Functional Monitoring for Visual Pathway Using Real-time Visual Evoked Potentials and Optic-radiation Tractography

Abstract

It has been difficult to obtain anatomic and functional information about the visual pathway during neurosurgical operations. The aim of this study was to combine the information of the visual evoked potentials (VEPs) and the anatomic navigation of the optic radiation by diffusion tensor imaging-based tractography for functional monitoring of the visual pathway. The subjects were two patients with brain lesions adjacent to the visual pathway. Diffusion tensor imaging-based tractography of the optic radiation was performed by selecting appropriate regions of interest and by fractional anisotropy.

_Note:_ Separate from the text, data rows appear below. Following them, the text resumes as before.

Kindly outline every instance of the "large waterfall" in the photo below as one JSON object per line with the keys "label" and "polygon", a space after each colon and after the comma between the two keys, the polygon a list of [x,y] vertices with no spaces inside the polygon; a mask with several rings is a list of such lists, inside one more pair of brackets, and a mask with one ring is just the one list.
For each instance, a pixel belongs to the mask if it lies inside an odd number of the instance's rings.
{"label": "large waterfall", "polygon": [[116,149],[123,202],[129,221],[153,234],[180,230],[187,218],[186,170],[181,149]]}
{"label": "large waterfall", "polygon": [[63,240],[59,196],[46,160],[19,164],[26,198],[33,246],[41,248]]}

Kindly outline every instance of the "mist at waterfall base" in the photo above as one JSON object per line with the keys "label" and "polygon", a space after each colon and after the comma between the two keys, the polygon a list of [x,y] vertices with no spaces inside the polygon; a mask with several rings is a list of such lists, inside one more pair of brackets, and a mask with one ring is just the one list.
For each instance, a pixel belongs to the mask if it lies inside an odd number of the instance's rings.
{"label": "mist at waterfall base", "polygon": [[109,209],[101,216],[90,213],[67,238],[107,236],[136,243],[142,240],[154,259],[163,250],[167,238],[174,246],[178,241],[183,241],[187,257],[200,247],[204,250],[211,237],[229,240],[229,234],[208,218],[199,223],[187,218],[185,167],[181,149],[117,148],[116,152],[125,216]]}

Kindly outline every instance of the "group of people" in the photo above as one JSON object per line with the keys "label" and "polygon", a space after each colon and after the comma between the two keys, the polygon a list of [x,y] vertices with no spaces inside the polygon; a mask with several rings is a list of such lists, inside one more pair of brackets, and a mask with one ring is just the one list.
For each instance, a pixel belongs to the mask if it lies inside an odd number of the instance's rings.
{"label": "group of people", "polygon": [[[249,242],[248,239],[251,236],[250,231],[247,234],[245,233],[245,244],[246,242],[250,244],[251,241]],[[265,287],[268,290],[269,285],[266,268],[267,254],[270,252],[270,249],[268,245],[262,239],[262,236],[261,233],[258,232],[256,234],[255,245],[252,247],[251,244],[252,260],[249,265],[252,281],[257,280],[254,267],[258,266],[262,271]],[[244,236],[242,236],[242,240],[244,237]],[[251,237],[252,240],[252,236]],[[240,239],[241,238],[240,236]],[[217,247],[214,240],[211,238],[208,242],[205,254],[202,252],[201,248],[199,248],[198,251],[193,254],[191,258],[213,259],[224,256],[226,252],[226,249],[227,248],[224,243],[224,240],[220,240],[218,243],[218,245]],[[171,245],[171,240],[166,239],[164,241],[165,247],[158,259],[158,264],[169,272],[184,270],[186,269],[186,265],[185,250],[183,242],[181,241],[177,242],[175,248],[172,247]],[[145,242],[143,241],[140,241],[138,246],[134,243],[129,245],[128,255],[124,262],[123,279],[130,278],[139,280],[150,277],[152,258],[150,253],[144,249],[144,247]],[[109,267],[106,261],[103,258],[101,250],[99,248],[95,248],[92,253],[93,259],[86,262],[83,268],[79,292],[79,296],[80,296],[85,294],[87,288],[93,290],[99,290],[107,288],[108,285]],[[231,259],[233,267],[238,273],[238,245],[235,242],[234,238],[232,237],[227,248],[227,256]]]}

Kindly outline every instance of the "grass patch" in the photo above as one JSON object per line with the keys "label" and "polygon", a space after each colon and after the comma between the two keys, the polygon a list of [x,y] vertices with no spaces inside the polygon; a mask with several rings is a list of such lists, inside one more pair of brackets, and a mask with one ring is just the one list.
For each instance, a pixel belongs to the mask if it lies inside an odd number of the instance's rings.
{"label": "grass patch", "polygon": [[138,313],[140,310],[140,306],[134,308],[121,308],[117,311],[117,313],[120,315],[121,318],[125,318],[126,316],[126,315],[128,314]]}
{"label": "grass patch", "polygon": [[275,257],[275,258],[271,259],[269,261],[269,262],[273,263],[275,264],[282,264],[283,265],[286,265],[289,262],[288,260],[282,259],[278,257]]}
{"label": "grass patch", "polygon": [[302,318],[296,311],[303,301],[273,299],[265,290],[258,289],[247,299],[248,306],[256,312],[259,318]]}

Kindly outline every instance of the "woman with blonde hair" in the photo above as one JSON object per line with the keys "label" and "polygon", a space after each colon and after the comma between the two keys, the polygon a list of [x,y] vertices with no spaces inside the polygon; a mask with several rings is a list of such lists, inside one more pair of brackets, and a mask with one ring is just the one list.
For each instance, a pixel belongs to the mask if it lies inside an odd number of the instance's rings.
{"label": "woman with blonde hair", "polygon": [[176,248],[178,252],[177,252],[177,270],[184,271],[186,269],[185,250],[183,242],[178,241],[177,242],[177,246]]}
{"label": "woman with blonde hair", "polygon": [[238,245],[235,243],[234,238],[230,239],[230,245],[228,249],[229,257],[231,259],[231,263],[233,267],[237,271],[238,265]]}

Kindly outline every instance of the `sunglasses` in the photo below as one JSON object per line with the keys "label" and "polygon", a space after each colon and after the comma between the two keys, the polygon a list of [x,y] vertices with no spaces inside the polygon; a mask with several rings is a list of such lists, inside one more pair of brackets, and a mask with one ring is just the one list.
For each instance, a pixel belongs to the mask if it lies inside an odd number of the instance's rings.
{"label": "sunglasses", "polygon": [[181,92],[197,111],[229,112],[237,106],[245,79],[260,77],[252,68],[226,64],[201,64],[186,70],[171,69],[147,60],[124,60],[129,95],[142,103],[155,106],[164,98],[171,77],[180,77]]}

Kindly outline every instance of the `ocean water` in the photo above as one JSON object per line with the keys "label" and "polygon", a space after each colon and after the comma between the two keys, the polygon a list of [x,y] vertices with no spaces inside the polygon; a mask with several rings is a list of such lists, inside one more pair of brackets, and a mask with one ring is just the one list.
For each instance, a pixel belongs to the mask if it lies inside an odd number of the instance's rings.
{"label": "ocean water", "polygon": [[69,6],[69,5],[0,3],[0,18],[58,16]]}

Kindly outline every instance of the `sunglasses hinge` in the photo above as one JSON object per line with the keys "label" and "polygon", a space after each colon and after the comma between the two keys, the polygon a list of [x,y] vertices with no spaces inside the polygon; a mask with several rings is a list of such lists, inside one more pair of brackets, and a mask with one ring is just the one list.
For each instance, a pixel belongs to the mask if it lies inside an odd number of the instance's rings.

During surgery, cortical VEPs were recorded continuously under general anesthesia with sevoflurane. In Patient 2, the results of optic radiation tractography were imported to a neuronavigation system to better understand the spatial relationships between the lesions and the visual pathway (functional neuronavigation). In Patient 1, the lesion did not seem to be attached to the optic radiation, and VEP profiles remained stable during resection. In Patient 2, who had a lesion adjacent to the posterior horn of the lateral ventricle, VEPs suddenly diminished when resection reached the optic radiation as illustrated on the neuronavigation system. As a result, complete left hemianopia developed after surgery in Patient 2. We confirmed functional correlations of the results of diffusion tensor imaging-based tractography by monitoring intraoperative VEPs. The combination of continuous VEP and optic-radiation tractography is reliable to monitor the visual function and is helpful in performing neurosurgical planning near the visual pathway.